Huh. Seems like it was PewDiePie they wanted to ban after all. Along with any of his fans that used his username in chat or on in-game artifacts.
Censoring words that aren’t profanity isn’t an unfamiliar occurrence in games, though. Battlefield V recently came under fire for censoring words that weren’t “derogatory or swear words.” Some of the censored language included “white man,” “DLC,” “Titanfall,” “eat,” “lag,” “nuts,” “defend,” “Nazi,” and “Jews” — especially ironic considering Battlefield V takes place during World War II.
EA responded in a forum post afterward stating that they would “tweak the sensitivity of the filter and improve its usage without censoring relevant conversation.” Again, context matters.
But not every company is in the hot seat for censorship — some are lauded for it. Blizzard was praised for their amusing replacements of “gg ez” (good game easy win) in Overwatch. The toxic phrase was often used by players to demean the opposing team after they lost. Some of the new replacement phrases included “I’m wrestling with some insecurity issues in my life but thank you all for playing with me” and “It’s past my bedtime. Please don’t tell my mommy.”
For livestreams, StreamElements released a profanity filter in June last year that “can be set to detect hundreds of variations of derogatory, obscene and inflammatory words.” Any Twitch or YouTube streamer also has the power to set the filter themselves to “automatically replace a word with another amusing word or emote if they choose.”
What, then, is “acceptable” censorship, if that even exists? Is giving these companies the power to hide certain words or phrases a form of censorship, or is it a necessary form of regulation in an often-toxic online space?
Either way, it’s getting increasingly more complicated to determine what is and isn’t profanity. Kotaku has questioned how we should or shouldn’t monitor it in games and streams:
“Close friends, for example, might hurl gobs of vile trash talk at each other, but they don’t mean it. The same verbal interaction between complete strangers would probably constitute a worst-case scenario. Or maybe not. Context is hard.”
They have a point: context is really, really hard, especially considering the levels of reality at play here. Where once games served as a “fantasy,” now they’ve become much more closely tied to the real world than not. As Nathan Grayson from Kotaku once again puts it:
“There’s no IRL and online anymore. This is just all reality now.”
Profanity is a part of the reality we’ve created for ourselves in and outside of games, and considering its ramifications — as well as the ramifications of censoring it needlessly or not at all — is essential. Our generational concerns need to be taken into account, too — the ways in which millennials and Baby Boomers use swears is already different enough. Who knows how lax Gen Z will be with their f-bombs?

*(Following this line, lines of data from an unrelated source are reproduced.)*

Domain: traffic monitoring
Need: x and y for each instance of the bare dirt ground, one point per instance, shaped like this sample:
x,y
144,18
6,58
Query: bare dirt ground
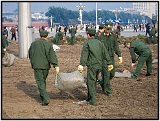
x,y
132,99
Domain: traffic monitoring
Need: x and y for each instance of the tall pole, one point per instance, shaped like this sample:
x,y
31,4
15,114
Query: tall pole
x,y
80,12
51,21
96,15
24,27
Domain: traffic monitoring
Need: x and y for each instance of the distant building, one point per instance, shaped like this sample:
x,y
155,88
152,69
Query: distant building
x,y
146,8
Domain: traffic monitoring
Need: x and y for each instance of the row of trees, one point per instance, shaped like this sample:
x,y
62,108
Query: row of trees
x,y
65,16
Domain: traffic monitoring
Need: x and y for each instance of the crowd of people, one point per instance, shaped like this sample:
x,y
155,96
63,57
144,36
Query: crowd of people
x,y
97,54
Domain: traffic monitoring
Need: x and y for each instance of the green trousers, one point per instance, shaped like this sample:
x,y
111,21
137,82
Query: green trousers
x,y
106,77
92,75
40,77
105,82
147,57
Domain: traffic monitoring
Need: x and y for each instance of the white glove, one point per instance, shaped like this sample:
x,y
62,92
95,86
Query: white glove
x,y
80,68
57,69
133,64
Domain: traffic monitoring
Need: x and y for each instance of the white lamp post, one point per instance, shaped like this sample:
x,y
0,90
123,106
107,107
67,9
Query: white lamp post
x,y
80,12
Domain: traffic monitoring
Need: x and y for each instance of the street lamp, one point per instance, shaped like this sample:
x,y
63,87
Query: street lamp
x,y
100,20
80,12
97,14
51,21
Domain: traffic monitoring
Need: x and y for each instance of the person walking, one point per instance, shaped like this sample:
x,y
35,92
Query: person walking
x,y
42,55
145,55
112,47
93,55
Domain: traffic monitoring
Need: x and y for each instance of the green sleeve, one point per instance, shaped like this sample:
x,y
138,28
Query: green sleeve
x,y
52,57
133,56
84,54
116,47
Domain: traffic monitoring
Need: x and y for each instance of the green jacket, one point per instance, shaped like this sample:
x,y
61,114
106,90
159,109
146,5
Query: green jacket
x,y
72,31
111,44
139,48
94,54
41,55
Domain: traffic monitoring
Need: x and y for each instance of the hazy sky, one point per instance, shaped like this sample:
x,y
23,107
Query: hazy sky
x,y
43,6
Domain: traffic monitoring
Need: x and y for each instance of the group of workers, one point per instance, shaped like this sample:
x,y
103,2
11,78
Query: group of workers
x,y
97,54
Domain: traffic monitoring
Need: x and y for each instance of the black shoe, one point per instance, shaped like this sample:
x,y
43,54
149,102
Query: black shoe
x,y
148,74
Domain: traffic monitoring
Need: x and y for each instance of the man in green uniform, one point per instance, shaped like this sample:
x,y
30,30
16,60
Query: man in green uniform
x,y
111,45
42,55
100,35
94,56
72,31
145,55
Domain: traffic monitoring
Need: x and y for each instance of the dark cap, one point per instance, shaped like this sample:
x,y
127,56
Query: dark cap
x,y
126,42
91,31
43,33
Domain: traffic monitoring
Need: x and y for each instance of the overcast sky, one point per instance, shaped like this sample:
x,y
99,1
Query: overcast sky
x,y
43,6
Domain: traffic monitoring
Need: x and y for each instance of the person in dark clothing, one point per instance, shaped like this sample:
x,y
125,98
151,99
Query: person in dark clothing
x,y
42,55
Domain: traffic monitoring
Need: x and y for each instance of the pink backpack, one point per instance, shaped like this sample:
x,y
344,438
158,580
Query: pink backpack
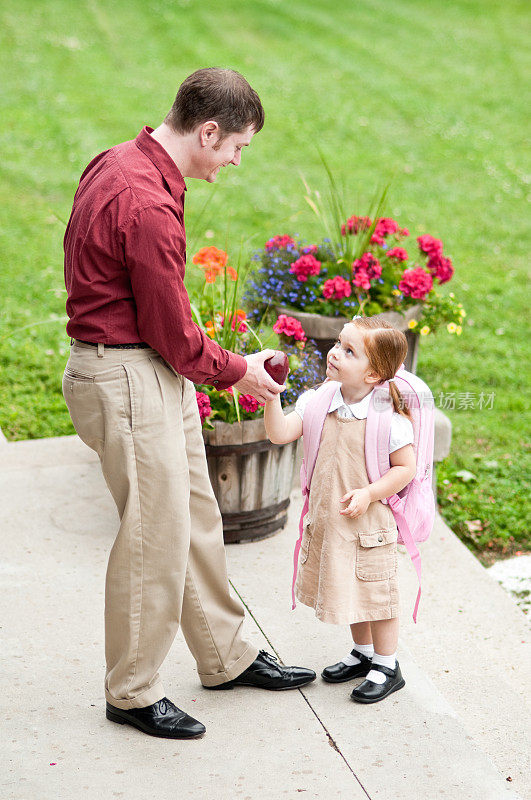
x,y
414,506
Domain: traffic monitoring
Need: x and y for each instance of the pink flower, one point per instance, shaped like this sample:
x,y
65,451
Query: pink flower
x,y
337,288
355,224
416,283
280,242
365,269
362,279
397,253
305,266
289,327
441,268
249,403
427,244
203,402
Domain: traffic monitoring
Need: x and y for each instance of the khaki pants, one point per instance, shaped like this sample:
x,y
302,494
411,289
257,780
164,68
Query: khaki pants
x,y
167,564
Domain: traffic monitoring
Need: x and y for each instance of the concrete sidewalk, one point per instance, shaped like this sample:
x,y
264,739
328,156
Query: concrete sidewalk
x,y
458,729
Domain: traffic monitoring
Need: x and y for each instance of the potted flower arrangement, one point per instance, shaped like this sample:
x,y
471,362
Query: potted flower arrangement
x,y
362,268
251,477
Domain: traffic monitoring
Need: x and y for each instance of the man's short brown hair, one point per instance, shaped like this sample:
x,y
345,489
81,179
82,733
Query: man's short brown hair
x,y
221,95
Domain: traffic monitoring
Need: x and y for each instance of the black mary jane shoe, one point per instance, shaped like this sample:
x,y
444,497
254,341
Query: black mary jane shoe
x,y
162,718
369,692
340,672
266,673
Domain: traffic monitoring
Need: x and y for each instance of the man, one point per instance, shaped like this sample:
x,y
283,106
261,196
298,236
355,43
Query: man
x,y
129,388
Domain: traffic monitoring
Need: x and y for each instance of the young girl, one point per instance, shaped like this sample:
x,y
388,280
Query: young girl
x,y
348,558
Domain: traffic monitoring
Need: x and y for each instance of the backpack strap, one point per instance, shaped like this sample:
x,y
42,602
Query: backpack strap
x,y
312,428
397,505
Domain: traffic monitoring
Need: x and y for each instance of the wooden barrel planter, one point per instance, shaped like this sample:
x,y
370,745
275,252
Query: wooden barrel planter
x,y
251,478
323,331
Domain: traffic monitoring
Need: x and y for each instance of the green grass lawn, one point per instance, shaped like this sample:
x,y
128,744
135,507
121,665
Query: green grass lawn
x,y
431,92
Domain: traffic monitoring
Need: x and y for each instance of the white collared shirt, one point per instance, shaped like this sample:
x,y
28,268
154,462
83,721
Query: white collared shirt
x,y
401,428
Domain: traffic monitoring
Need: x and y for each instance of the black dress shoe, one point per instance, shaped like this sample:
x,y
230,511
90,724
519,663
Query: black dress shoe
x,y
369,692
163,718
337,673
266,673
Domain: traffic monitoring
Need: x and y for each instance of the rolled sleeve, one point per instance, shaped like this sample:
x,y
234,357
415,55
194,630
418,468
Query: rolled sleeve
x,y
155,257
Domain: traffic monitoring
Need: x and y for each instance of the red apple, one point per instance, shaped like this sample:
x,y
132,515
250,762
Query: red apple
x,y
278,367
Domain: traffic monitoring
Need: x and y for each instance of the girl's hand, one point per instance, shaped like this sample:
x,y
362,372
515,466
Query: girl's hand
x,y
359,503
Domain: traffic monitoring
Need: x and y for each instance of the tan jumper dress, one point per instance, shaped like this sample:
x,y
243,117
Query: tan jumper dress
x,y
347,567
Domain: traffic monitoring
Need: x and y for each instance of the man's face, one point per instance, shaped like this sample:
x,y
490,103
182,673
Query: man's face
x,y
218,153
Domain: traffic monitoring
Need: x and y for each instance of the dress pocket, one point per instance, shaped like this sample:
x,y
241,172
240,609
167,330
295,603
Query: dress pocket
x,y
376,555
75,375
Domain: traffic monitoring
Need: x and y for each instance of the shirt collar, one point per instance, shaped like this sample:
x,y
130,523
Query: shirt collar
x,y
360,409
162,160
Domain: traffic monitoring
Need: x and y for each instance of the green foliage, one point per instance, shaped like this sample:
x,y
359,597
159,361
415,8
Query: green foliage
x,y
431,92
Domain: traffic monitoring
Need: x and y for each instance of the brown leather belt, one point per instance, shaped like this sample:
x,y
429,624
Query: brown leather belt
x,y
131,346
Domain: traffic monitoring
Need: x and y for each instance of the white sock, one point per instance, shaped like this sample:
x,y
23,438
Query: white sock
x,y
364,649
386,661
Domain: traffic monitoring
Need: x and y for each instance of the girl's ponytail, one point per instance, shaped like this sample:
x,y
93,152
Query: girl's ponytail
x,y
386,349
399,403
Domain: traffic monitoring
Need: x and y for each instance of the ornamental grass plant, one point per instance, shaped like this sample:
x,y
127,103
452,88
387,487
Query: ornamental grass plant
x,y
216,310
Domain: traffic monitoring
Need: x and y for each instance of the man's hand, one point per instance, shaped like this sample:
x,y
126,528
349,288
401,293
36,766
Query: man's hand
x,y
256,380
360,500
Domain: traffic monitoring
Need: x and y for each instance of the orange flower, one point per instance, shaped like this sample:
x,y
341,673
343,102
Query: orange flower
x,y
210,275
210,257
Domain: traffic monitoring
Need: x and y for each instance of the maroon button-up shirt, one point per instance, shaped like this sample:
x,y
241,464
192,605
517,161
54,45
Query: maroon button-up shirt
x,y
125,255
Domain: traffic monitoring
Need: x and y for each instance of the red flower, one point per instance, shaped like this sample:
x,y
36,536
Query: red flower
x,y
355,224
289,327
305,266
249,403
237,320
441,268
337,288
397,253
203,402
427,244
362,279
280,242
210,257
416,283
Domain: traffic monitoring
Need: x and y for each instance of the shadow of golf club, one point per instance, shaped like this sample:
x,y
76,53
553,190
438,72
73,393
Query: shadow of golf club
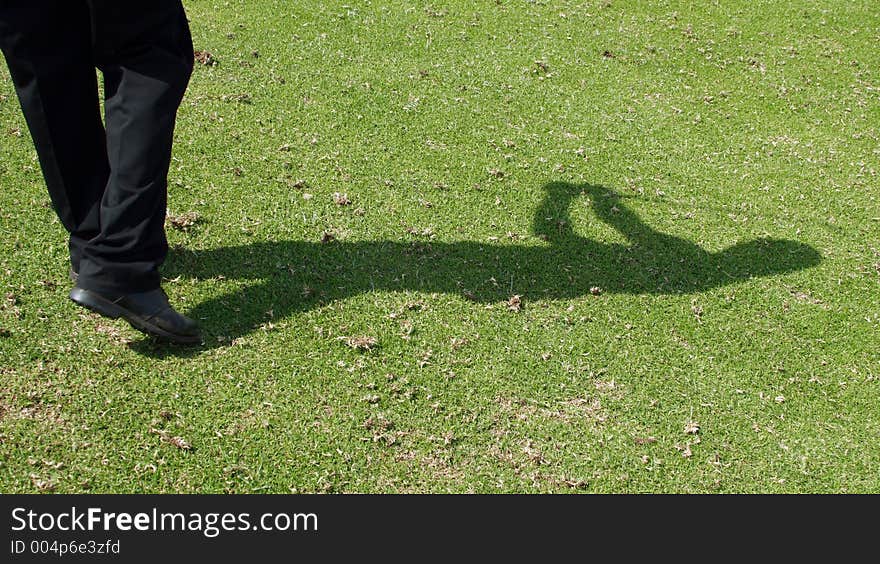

In all of this, there must be a balance between the taboo and the clean. After all, making profanity taboo is what makes it profane in the first place.
Robert Yang ends his blog post about being a banned developer on Twitch with thoughts that, it seems, apply to more than just one streaming platform:
“If Twitch actually cares about games, it should invest time/people/resources into nurturing games as a mature creative culture, to protect whoever needs protection AS WELL AS protect creative diversity of expression at the same time. These goals are not mutually exclusive, and if any system cannot do this, then that system is broken and should be fixed.”
Maybe all of our systems around profanity are broken and have been broken for a long time. Maybe the approach of new generations with new ways of using profanity is a sign that we should change with the times. Maybe we’ll even get to a day where current profanity isn’t profane at all.
Or maybe I just shouldn’t give a ****.